Using Session with http.Server can result in an infinite error loop in Accept
filipochnik opened this issue · 4 comments
Consider a situation when we have a client-server connection and a keepalive on the client side fails. The underlying connection gets closed without sending GoAway message.
Now, on the server side, there's a race who notices the connection got closed first and calls (*Session).exitErr(). If (*Session).recv wins (I think it also applies to (*Session).send) when (*Session).recvLoop is in the io.ReadFull call, the (*Session).exitErr() is called with "connection reset by peer" net.Error. That error is written to Session.shutdownErr and will be returned by (*Session).Accept on all subsequent calls.
And here's the problem. If that server Session is used as a net.Listener with http.Server it will cause an infinite error loop. That's because "connection reset by peer" is a temporary error and those are retried indefinitely, see here.
Ideally, all yamux errors should implement net.Error and set Temporary() and Timeout() appropriately, but that would be a breaking API change.

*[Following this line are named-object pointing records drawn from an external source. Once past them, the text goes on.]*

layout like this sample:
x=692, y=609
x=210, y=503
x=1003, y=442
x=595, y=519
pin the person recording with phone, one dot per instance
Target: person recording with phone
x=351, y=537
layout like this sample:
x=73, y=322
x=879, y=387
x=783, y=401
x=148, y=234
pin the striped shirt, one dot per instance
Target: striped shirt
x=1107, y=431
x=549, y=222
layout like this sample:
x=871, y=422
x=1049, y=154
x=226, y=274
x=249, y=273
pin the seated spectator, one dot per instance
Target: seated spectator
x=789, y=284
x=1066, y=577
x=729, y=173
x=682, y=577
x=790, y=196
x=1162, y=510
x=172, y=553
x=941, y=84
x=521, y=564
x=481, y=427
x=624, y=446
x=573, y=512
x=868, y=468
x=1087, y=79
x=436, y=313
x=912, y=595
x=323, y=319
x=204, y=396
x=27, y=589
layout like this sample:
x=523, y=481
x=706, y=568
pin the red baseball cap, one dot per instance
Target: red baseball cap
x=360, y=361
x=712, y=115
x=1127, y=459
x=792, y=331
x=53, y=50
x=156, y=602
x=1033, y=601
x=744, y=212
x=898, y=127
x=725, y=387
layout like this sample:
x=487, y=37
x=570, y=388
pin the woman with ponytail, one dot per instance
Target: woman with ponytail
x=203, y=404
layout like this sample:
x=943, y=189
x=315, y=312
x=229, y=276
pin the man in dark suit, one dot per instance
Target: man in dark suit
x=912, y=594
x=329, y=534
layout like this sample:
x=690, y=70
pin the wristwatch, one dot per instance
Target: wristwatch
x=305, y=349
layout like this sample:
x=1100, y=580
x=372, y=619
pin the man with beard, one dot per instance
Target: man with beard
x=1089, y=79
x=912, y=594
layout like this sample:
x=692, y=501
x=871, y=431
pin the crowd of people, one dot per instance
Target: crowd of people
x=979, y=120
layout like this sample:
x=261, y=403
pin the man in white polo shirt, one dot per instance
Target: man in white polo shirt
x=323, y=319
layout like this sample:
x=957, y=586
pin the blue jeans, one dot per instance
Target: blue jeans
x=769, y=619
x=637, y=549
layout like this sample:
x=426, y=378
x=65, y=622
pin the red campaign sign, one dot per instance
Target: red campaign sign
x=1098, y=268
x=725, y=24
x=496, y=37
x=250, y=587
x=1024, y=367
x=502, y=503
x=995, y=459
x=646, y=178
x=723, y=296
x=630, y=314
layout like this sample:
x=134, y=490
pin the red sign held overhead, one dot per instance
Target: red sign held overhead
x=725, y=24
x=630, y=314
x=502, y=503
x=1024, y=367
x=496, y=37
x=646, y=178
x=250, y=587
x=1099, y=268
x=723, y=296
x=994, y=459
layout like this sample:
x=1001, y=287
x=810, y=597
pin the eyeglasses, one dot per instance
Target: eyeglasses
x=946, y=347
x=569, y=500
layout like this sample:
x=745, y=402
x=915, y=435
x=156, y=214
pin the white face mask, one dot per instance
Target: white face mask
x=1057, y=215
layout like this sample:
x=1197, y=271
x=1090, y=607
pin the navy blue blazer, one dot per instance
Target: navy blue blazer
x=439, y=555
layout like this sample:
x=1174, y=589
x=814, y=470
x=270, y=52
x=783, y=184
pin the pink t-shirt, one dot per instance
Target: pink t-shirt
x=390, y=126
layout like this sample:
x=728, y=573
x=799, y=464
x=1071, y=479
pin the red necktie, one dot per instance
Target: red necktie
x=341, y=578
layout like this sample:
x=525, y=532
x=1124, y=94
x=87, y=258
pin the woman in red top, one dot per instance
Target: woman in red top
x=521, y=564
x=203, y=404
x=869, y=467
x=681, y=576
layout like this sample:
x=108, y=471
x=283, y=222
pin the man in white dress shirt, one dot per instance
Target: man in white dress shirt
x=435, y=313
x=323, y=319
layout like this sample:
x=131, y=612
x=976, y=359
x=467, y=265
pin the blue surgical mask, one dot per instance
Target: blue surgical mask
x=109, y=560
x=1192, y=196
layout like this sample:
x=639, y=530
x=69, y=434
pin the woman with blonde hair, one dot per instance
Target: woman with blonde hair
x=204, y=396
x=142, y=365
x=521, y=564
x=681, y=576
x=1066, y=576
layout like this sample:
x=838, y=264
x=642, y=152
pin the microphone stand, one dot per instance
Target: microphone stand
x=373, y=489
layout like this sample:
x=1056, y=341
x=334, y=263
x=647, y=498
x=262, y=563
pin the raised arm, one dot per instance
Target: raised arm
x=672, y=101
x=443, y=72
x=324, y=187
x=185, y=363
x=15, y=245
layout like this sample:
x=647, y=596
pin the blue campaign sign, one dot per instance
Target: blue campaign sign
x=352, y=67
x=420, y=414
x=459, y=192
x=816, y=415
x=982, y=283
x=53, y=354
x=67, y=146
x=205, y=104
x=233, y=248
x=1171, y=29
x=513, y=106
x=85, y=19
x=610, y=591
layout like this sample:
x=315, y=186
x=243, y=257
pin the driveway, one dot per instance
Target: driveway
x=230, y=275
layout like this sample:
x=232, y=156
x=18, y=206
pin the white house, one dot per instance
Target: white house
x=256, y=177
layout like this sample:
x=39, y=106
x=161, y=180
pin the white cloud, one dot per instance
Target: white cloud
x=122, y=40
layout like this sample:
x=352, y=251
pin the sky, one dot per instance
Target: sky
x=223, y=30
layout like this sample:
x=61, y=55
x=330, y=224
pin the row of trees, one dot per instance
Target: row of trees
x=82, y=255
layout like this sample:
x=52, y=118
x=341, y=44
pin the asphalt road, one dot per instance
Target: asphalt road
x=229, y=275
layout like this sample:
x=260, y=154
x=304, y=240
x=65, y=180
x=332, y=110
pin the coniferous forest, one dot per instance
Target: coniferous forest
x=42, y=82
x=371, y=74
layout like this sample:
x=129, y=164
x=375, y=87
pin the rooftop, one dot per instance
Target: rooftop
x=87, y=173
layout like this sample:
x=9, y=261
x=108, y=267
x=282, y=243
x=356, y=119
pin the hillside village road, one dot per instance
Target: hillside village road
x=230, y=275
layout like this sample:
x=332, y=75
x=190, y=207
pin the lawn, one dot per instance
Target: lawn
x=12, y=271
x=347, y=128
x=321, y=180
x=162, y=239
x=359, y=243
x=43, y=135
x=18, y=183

The backward compatible solution is to never return errors that implement net.Error because the context where they originally happen and the context where they are returned by yamux differ and lead to erroneous situations like this one.
In practical terms, it simply means wrapping errors passed to (*Session).exitErr() if they are not yamux errors.
I can submit a PR for this but I would first like to know if that's something you would accept.
@filipochnik Thank you for sharing. I hit the same issue. Would you mind if I asked you to share your fix?
@yudai
I ran a separate goroutine waiting on the session's close channel and then closing the server. Something like:
go func() {
<-ln.(*yamux.Session).CloseChan()
srv.Close()
}()
@filipochnik I see. That's a neat idea that doesn't require changing yamux itself. Thanks!
NetError now implements Temporary and Timeout, so this should be fixed.